Tuesday, February 27, 2018

Film Appreciation - Every Dog Has His Day

Childhood viewings have left Cody Hamman with Film Appreciation for 1987's Walk Like a Man.

The fact that screenwriter Robert Klane named the lead character in Walk Like a Man after himself makes me wonder if the whole idea was inspired by someone's reaction to his nickname. In the film, the character named Robert is called Bobby and his family gives him the nickname Bobo. Is Bobo also Robert Klane's nickname? Did he once tell someone that he was called Bobo and the person replied "Bobo? Sounds like someone who was raised by wolves!" - and in that moment, Klane was struck with the idea for Walk Like a Man? I don't know, it's just something to ponder about an '80s comedy that failed at the box office when it was released and has since seemed to fade into obscurity.

I don't know how many people know of or remember Walk Like a Man, but it will always be an important film to me. When I was very young, it was one of my favorite and most-watched films. I can't recall if we had a copy of it on VHS, but if we didn't they must have shown it a lot on cable, because I watched it many times during my childhood.

Howie Mandel stars as Robert "Bobo" Shand, who was ditched in the snowy wilderness when he was 2 years old by his spoiled, greedy, conscienceless older brother Reggie. It's said that their father Henry, who had set up a gold mine in that wilderness, searched for Bobo until the day he died... And Henry must have been a terrible searcher or else he had awful luck, because animal behaviorist Penny (Amy Steel) crosses paths with Bobo during her first night camping in the woods.

Penny is there to study the behavior and nomadic instincts of wolf packs, and Bobo happens to be a part of a wolf pack. This is how he has been surviving in the wilderness since he was 2 - a wolf pack took him in as a pup and raised him as one of their own. Bobo doesn't really act like a wild wolf, though. He's more like a dim-witted domesticated dog who loves to go on car rides, lick and sniff people, and chase cats and fire trucks. A lot of the humor in the film comes from the sight of Mandel acting like a dog.

Coincidentally, Bobo has been located just when his inheritance is on the line. When Henry passed away, he willed one third of his fortune to his wife Margaret (Cloris Leachman), one third to his son Reggie (Christopher Lloyd), and one third to Bobo... but if Bobo wasn't found by his 30th birthday, his share would go to Reggie. Bobo has been missing almost 28 years and is about to turn 30 when Penny takes him out of the woods and brings him to the Shand family mansion.

Reggie burned through his inheritance in just one year, so he and his alcoholic wife Rhonda (Colleen Camp) were forced to move in with his off-kilter cat lady mother while they wait for the day when Bobo's money would become theirs. Now that Bobo's back, that money isn't going to be going to them. So they immediately begin scheming, planning to lose Bobo in the wild again or get him to sign his money over to Reggie. The people Reggie owes several thousand dollars to are also pretty keen to see him screw Bobo out of his inheritance.

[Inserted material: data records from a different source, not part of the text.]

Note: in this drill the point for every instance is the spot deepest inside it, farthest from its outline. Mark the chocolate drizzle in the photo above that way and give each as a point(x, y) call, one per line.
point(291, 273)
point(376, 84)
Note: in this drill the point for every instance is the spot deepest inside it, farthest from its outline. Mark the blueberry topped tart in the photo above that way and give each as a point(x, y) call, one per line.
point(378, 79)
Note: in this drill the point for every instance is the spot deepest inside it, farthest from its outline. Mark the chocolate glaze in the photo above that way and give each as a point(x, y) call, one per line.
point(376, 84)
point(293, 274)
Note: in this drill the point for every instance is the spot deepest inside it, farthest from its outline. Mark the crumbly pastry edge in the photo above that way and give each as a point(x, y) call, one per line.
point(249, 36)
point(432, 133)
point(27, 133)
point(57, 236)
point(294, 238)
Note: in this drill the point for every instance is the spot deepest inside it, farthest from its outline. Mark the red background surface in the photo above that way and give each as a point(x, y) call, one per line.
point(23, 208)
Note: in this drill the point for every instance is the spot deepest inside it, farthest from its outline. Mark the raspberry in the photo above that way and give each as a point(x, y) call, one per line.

Of course, Bobo will need to fill out paperwork to give Reggie that money, so Reggie enlists Penny to teach Bobo how to function like a human, not telling her about his ulterior motive. Penny gets Bobo speaking, writing, and walking like a man... and yes, there is a human-training montage set to the 1963 song "Walk Like a Man" by The Four Seasons. Once Bobo is human, Penny starts to fall in love with him - which is a predictable but odd (and kind of creepy, but I didn't question it when I was a kid) element of the story. I guess she really wants to show him every aspect of the human experience.

With some cynicism, you could say that of course a woman would fall for a simple wolf-man who stands to inherit millions, but Walk Like a Man isn't a cynical movie. Penny falls in love with Bobo because of the sweet human she watches emerge.

Directed by Melvin Frank, Walk Like a Man isn't a forgotten classic and it's easy to understand why the general audience wasn't too interested in seeing it when it was released in 1987, but it's a decent, enjoyable movie that will always have a place in my heart because of the memorable viewings I had of it in my childhood, watching it repeatedly with my maternal grandmother.

I was watching this movie with my grandma around the same time I was also establishing myself as a horror fan. Looking back, it's interesting to see the puzzle pieces I didn't put together from all the movies I was watching then. How it didn't stick in my head that Penny from Walk Like a Man was played by Amy Steel, who was Ginny in Friday the 13th Part 2, is a mystery, since they're both major characters and Steel didn't change at all in the six years between the two films. Years after Walk Like a Man lapsed out of my regular viewing rotation, I was stunned to see Amy Steel's name on its cast list.

You might need a childhood connection to Walk Like a Man to have a deep appreciation for it, but I still find it to be fun and pleasant when I revisit it thirty years later.